Confronted by Grace is a collection of Webster’s sermons, touching on a variety of themes from the doctrines of grace, to Christian perseverance, to hearing God. The subtitle of the book is key: these are sermons wrought from the meditations of a theologian. We know, therefore, that behind these words are decades of Bible study, prayer, and experience.

Webster preaches in Confronted by Grace that, despite his theological acuteness, is comprehensible to laypeople everywhere. Most of us, for example, understand that there is indeed a “lie of self-sufficiency” that exists, though some of us may struggle to find the language to express this phenomenon.

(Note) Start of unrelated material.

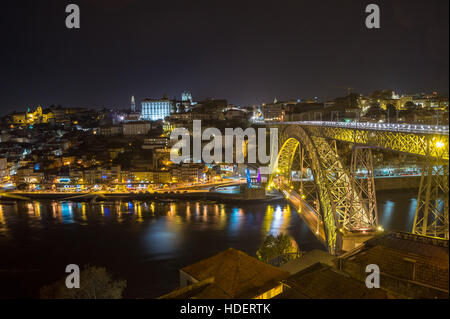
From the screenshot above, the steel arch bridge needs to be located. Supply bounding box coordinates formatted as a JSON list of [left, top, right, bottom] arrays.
[[268, 122, 449, 254]]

Webster, in the first sermon of the book, poses a simple question: “Why do we tell lies?” There are a variety of answers that could rightly answer this question. Webster shares his thoughts below:

“We invent lies because, for whatever reason, we want to invent reality. And the false reality which we invent, the world we make up by our lying, has one great advantage for us: It makes no claims on us. It demands nothing. It doesn’t shape us in the way that truth shapes us; it faces us with no obligations; it has no hard, resistant surfaces which we can’t get through. A lie is a made-up reality, and so never unsettles, never criticizes, never resists, never overthrows us. It’s the world, not as it is, but as we wish it to be: a world organized around us and our desires.” (5)

All of the sermons in Confronted by Grace reflect this sort of wisdom: deeply insightful, yet plain, and simple to grasp. Webster’s preaching is powerful, gospel-centered, and a balm for those in need of God’s grace. Thanks to Lexham Press for publishing this great set of sermons from a great theologian of our day and age. He continues to be missed by many.